Well, cheers Dave! I actually spent over 700 hours on researching and writing the submission, with personal visits to both Norway and Iceland, where I interviewed senior politicians, trade representatives and others, to give first-hand information to go into the report.

But, Dave, you are also dismissing a huge amount of time put forward by EU Referendum readers, and the huge help given by The Boiling Frog and others, who were also just as keen to have a fair competition, those whom you have now so casually insulted.  But that doesn't matter - they're only plebs who didn't go to Eton.

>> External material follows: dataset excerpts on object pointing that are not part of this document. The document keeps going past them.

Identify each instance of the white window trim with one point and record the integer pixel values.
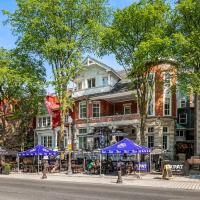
(164, 95)
(44, 116)
(148, 140)
(80, 110)
(153, 97)
(183, 98)
(182, 118)
(96, 102)
(127, 105)
(91, 83)
(165, 134)
(179, 133)
(103, 82)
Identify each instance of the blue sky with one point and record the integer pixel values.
(7, 40)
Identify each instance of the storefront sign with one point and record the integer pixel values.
(177, 167)
(143, 166)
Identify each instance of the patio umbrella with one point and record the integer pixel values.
(38, 150)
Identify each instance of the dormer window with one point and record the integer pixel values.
(105, 81)
(80, 86)
(91, 82)
(44, 122)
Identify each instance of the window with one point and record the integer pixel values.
(150, 129)
(167, 104)
(83, 110)
(49, 141)
(150, 108)
(44, 122)
(96, 109)
(1, 129)
(165, 142)
(180, 133)
(150, 141)
(46, 141)
(127, 109)
(165, 129)
(183, 118)
(80, 86)
(82, 142)
(105, 81)
(167, 80)
(151, 81)
(82, 138)
(183, 103)
(82, 131)
(91, 82)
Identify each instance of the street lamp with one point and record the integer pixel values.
(69, 171)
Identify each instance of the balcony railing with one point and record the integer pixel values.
(114, 118)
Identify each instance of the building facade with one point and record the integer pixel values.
(106, 108)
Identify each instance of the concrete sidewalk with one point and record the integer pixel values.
(147, 180)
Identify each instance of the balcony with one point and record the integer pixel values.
(113, 118)
(89, 91)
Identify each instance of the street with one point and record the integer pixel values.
(15, 189)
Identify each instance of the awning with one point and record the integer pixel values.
(125, 146)
(38, 150)
(6, 152)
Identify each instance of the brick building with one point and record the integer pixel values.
(106, 108)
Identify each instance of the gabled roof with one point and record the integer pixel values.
(90, 61)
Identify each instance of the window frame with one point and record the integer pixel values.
(182, 118)
(80, 104)
(99, 107)
(91, 83)
(150, 142)
(103, 82)
(127, 106)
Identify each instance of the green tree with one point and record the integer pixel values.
(21, 92)
(138, 38)
(59, 31)
(187, 44)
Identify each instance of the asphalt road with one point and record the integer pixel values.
(15, 189)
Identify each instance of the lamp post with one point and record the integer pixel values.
(69, 171)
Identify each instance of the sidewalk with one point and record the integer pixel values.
(148, 180)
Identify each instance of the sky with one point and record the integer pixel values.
(7, 39)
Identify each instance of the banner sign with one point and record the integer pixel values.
(177, 167)
(143, 166)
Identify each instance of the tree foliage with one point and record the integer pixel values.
(138, 36)
(22, 81)
(186, 40)
(59, 31)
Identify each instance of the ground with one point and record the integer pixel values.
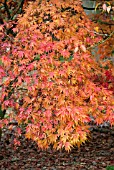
(96, 154)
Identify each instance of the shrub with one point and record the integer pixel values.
(50, 79)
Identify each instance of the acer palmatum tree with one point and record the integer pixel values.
(50, 79)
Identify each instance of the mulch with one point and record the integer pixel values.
(96, 154)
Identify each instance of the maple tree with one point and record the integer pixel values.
(49, 77)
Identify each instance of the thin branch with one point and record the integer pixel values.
(7, 9)
(101, 42)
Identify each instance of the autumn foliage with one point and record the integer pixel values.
(49, 77)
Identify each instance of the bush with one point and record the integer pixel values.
(50, 79)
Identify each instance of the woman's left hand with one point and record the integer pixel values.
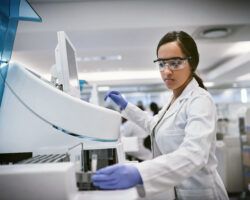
(119, 176)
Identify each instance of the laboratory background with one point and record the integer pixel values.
(55, 126)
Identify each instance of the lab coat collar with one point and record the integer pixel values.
(193, 84)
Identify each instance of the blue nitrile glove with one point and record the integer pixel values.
(119, 176)
(117, 98)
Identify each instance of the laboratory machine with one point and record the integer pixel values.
(51, 141)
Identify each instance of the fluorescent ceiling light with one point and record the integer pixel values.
(103, 88)
(216, 32)
(99, 58)
(243, 94)
(209, 84)
(239, 48)
(119, 75)
(245, 77)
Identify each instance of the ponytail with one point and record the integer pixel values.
(199, 80)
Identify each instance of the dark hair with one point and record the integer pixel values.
(188, 47)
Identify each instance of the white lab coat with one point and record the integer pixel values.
(130, 129)
(184, 147)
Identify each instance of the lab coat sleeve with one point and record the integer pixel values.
(171, 169)
(140, 117)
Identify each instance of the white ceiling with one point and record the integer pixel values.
(132, 29)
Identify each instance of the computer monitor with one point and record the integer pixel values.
(66, 65)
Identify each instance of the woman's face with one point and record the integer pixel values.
(174, 79)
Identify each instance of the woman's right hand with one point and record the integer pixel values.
(117, 98)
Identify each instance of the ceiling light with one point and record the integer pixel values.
(209, 84)
(99, 58)
(217, 32)
(245, 77)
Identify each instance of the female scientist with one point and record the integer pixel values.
(183, 133)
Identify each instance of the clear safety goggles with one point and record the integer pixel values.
(173, 64)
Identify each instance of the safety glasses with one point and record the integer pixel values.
(173, 64)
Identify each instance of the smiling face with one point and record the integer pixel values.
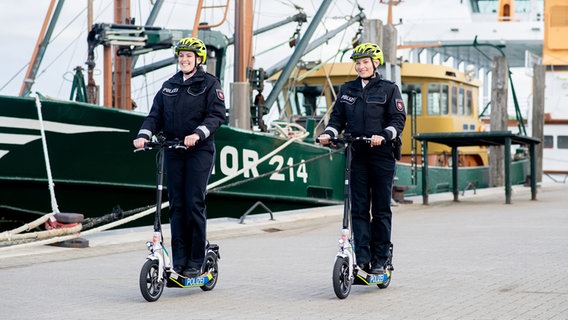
(187, 61)
(364, 67)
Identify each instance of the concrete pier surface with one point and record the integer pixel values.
(478, 258)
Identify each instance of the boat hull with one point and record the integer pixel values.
(95, 169)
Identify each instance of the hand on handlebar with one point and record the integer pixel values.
(323, 139)
(139, 143)
(191, 140)
(376, 140)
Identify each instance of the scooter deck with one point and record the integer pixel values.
(178, 281)
(364, 278)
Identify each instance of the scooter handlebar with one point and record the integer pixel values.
(348, 139)
(150, 145)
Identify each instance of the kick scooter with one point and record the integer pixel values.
(346, 272)
(157, 272)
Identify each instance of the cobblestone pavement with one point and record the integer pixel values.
(476, 259)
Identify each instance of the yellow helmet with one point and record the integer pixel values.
(192, 44)
(370, 50)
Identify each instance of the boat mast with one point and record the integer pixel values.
(240, 89)
(300, 49)
(122, 63)
(41, 46)
(243, 39)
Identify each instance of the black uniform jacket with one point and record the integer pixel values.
(377, 109)
(181, 108)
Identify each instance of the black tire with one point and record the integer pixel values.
(341, 282)
(389, 268)
(211, 265)
(150, 285)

Despite that, I then wrote to him about the submission of which he had been so dismissive: "You will not have read it of course", I ventured.  These very clever people never do ... they have the wonderful gift of divining the quality of such things without needing to read them. Thus, I observed: "You are undoubtedly far too clever and grand and could not be expected to soil your magnificent brain with such material". And we couldn't have him actually learning anything.

"However", I added, "I must really thank you for such an illustrative example of what the other half think of us plebs. I am sure my readers are going hugely to enjoy your perceptive analysis".

Compare and contrast this with what they were saying to my face. Isn't it refreshing when the mask slips and you find out what they really think about you, and what they are really saying! For all their airs and graces and their fine words, the truth will out. But how sad, the message is always the same: "know thine place, pleb!"

Whatever did we do before the internet, and learned professors who press the wrong buttons? But whatever made me think I was ever going to get a fair deal from the IEA? At least we got their "Ratner" moment, when we learned what they really think of us.